Der nachfolgende Text basiert auf einem Auszug aus dem «European Food Trends Report 2021», der über unsere Website bezogen werden kann.
Wenn Wörter wie «Keim», «Virus» oder «Bakterium» fallen, geht bei vielen Menschen ein rotes Lichtlein an. Das ist evolutionär gesehen in gewissem Masse sinnvoll. Menschen ekeln sich vor schmierigen Türklinken, vor dreckigen Toiletten oder vollgerotzten Taschentüchern. Denn überall dort lauern potenzielle Krankheitskeime. In Zeiten einer Pandemie ist die Vorsicht noch ausgeprägter. Hygiene hat oberste Priorität: Händewaschen, desinfizieren, Abstand halten – wie ein Mantra werden diese Regeln seit März 2020 wiederholt.
Doch alle drei Regeln haben nicht nur Einfluss auf unseren Kontakt mit Viren, sondern auch auf den mit allen anderen Mikroorganismen. Und Mikrobiologen wie der Kieler Forscher Thomas Bosch befürchten, dass die Bedeutung eines vielfältigen Mikrobioms – die Mikroorganismen unseres Körpers – durch diese starke Aufmerksamkeit für das Virus in Vergessenheit geraten könnte. «Wir haben uns jetzt zehn Jahre darum bemüht, diese Bedeutung hervorzuheben und bekannt zu machen. Und jetzt kommt die Chemie-Keule: Die italienischen Strassen wurden mit Giften bedampft, und in den Kirchen wurden die Madonnen besprüht – das waren gruselige Bilder», sagt er. Gruselig für jemanden, der weiss, dass unter den wenigen für uns schädlichen Keimen auch ungezählte Keime sind, die wir für unsere körperliche und mentale Gesundheit brauchen.

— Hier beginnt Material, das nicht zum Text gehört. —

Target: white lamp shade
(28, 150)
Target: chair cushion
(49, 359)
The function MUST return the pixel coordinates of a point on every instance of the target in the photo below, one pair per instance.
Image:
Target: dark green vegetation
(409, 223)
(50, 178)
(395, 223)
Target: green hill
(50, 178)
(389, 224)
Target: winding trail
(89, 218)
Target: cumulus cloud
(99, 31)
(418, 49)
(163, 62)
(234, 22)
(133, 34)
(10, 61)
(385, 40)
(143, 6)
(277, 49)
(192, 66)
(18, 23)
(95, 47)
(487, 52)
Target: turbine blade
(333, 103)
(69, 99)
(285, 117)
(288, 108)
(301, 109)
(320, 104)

Graham Rook, emeritierter Mikrobiologe am University College London etwa, vergleicht das Immunsystem mit einem Computer. Die Mikroben, denen wir Tag für Tag begegnen, so sagte er gegenüber der «New York Times», seien jene Daten, die das Immunsystem benötige, um seine Funktionen zu programmieren und zu regulieren.

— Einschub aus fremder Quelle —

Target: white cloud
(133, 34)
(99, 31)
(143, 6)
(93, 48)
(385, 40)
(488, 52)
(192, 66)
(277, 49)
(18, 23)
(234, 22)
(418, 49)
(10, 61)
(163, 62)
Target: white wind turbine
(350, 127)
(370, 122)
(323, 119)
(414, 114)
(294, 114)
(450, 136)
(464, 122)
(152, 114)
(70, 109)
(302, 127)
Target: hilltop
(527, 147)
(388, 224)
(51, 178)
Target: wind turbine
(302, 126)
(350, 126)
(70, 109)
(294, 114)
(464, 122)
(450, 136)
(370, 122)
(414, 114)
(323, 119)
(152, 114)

Auch die Schwere von COVID-19-Erkrankungen hängt unter anderem mit dem Mikrobiom der Infizierten zusammen. Ein hohes Risiko für schwere Verläufe wurde von Anfang an unter anderem für Übergewichtige und DiabetikerInnen dokumentiert. Hier, so könnte man sagen, beisst sich die Katze in den Schwanz: Hygiene und Abstand schützen uns einerseits vor den SARS-CoV-2-Viren. Allerdings schaden sie unserem Mikrobiom, das uns wiederum vor schweren Verläufen der COVID-19-Erkrankung bewahren kann. Es bleibt daher immer abzuwägen: Hygiene kann vor gefährlichen Keimen und Erkrankungen schützen. Wird sie übertrieben, macht sie uns aber ebenfalls krank – auf eine vielleicht subtilere, schwerer nachvollziehbare Weise, aber nicht unbedingt weniger schwerwiegend.